Last week, Working Group I of the Intergovernmental Panel on Climate Change (IPCC) adopted the Summary for Policymakers of the first volume of "Climate Change 2007," also known as the Fourth Assessment Report. The report assesses the current scientific knowledge of the natural and human drivers of climate change, observed changes in climate, the ability of science to attribute changes to different causes, and projections for future climate change. It concludes that the Earth is unequivocally warming, and that the observed temperature increase since the mid-20th century is very likely due to greenhouse gas emissions caused by human activities. The report—produced by some 600 authors from 40 countries—concludes that human influences can now be discerned in ocean warming, larger temperature extremes, and changing wind patterns. The report also hones its determination of the climate's sensitivity to greenhouse gas emissions, concluding that a doubling of carbon dioxide concentrations from pre-industrial levels is likely to increase temperatures by 2 to 4.5 degrees Celsius. See the IPCC press release and the Summary for Policymakers (PDF 2.2 MB). Download Adobe Reader.
Energy Secretary Samuel Bodman welcomed the IPCC report and noted the contributions of U.S. scientists and technologies to the report. In a press conference featuring Secretary Bodman; EPA Administrator Samuel Johnson; and Vice Admiral Conrad Lautenbacher, Administrator of the National Oceanic and Atmospheric Administration (NOAA), the officials noted that the U.S. federal government has invested nearly $29 billion in climate-related science, technology, international assistance, and incentive programs. Because of those efforts, the United States is well on track to meet the President's goal of reducing greenhouse gas intensity by 18 percent by 2012.

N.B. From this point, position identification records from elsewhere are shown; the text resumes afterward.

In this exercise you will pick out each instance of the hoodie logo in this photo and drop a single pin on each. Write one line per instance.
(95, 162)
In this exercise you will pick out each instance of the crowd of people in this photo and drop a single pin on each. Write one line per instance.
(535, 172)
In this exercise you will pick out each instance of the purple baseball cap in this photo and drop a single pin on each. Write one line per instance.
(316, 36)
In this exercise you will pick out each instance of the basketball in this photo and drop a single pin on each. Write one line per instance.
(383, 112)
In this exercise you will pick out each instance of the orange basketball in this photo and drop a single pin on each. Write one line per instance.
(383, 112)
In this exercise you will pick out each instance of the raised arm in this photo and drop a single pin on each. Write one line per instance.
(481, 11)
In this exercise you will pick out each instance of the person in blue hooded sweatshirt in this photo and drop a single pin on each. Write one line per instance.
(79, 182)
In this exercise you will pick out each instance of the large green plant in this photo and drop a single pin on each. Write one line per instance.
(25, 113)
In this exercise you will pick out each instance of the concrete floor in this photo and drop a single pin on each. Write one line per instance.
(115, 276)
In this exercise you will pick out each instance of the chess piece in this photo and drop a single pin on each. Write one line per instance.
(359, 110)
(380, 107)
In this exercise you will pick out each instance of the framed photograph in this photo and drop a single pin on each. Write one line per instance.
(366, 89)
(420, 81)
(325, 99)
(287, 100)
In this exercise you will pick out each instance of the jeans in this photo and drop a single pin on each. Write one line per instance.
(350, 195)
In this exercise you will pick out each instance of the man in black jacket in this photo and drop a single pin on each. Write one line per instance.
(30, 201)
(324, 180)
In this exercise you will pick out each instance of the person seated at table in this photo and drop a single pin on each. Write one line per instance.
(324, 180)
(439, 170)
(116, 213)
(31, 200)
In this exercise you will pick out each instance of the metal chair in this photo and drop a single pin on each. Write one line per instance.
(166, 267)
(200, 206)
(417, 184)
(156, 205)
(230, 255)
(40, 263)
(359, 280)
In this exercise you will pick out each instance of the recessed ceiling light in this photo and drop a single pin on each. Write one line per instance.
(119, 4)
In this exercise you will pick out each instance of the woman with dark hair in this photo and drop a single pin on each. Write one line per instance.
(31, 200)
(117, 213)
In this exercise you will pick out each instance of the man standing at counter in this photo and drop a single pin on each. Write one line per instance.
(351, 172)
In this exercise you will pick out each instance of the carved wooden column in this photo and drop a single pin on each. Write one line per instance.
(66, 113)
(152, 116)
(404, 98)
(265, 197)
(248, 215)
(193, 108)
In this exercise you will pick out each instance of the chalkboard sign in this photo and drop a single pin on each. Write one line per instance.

Meanwhile, two new reports point the way to using renewable energy and energy efficiency to drastically cut the world's greenhouse gas emissions. A report from Greenpeace International and the European Renewable Energy Council asserts that renewable energy and energy efficiency can meet half the world's energy needs by 2050. The report, called "energy [r]evolution," claims that the United States could cut its greenhouse gas emissions by nearly 75 percent in the same timeframe, and that it will be economically beneficial to do so. That conclusion is supported by a similar report from the American Solar Energy Society (ASES), which asserts that the United States could cut its greenhouse gas emissions between 60 and 80 percent by 2050 through the use of energy efficiency and renewable energy.